Wishart hits on a deeper problem
WHEN people ask what Pete Wishart is like, I always answer, quite honestly, he’s one of the nice guys at Westminster.
The musician turned politician is good company and doesn’t take himself too seriously. People are surprised when I say that because while Wishart is gentleman in the flesh, he is an online Mr Hyde.
The SNP MP is prone to dishing it out heavy on Twitter and taking no prisoners. Yet when he made a reasoned case for delaying a second independence referendum, Wishart felt the hornet’s sting of the cybernats.
He wrote: “I was surprised by the vehemence of people I presumed were political comrades.
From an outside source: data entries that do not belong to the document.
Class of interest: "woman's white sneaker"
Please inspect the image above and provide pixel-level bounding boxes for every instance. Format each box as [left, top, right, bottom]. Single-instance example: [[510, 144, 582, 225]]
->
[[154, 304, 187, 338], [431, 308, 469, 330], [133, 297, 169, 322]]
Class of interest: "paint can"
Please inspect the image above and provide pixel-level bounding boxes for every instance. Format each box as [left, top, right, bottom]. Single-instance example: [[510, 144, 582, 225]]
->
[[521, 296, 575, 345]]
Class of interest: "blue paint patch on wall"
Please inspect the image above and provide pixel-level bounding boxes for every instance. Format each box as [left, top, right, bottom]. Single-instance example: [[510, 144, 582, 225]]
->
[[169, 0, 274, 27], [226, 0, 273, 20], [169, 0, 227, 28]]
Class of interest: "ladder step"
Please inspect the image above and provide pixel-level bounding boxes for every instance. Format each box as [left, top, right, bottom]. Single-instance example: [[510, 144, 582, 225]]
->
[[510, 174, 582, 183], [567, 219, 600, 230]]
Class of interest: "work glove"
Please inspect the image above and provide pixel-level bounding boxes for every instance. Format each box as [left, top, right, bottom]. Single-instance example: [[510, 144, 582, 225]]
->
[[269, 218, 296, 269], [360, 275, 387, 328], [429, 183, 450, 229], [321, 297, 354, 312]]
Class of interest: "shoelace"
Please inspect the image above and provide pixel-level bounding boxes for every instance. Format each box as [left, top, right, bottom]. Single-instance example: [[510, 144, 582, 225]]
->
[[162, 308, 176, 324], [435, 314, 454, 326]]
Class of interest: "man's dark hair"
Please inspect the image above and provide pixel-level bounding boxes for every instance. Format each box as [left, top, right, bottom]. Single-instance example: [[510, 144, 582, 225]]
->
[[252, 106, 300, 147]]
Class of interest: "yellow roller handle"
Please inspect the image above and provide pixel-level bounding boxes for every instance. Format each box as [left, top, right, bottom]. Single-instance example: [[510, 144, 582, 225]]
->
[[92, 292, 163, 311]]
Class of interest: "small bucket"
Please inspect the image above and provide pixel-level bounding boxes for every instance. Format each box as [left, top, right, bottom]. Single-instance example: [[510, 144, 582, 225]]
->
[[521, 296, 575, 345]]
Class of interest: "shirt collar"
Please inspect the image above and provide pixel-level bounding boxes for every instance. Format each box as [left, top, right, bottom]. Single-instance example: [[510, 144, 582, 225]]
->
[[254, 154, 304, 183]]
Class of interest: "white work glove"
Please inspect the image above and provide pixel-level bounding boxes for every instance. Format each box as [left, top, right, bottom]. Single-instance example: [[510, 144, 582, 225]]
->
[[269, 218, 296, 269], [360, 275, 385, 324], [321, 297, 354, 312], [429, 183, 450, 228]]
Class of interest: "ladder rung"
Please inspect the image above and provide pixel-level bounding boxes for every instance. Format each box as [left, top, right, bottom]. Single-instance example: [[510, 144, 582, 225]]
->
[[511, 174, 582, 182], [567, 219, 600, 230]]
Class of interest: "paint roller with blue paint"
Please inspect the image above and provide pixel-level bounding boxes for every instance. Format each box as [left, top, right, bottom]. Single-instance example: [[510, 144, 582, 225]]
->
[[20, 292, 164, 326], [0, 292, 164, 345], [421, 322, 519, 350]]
It would be easy to dismiss that as ‘just Twitter’ but I know that environment reasonably well and have to conclude we might have an issue and difficulty in our movement.”
Easy to say, “we told you so, Pete” but he’s hit on a deeper problem. Just as Corbynistas brook no criticism, many nationalists will not let anyone question their holy grail.
Politicians like Wishart now have to live with followers who use the web and politics as a version of George Orwell’s “two minute hate”. Sadly for Pete, and everyone else, there’s little reasoned debate.
Only outrage drives online traffic and in their Facebook newsfeeds, people read a datadriven reinforcement of their own prejudice. Wishart’s belated discovery of this switchblade traffic would not surprise Orwell, nor RL Stevenson either.
As Dr Jekyll said: “If I am the chief of sinners, I am the chief of sufferers also.”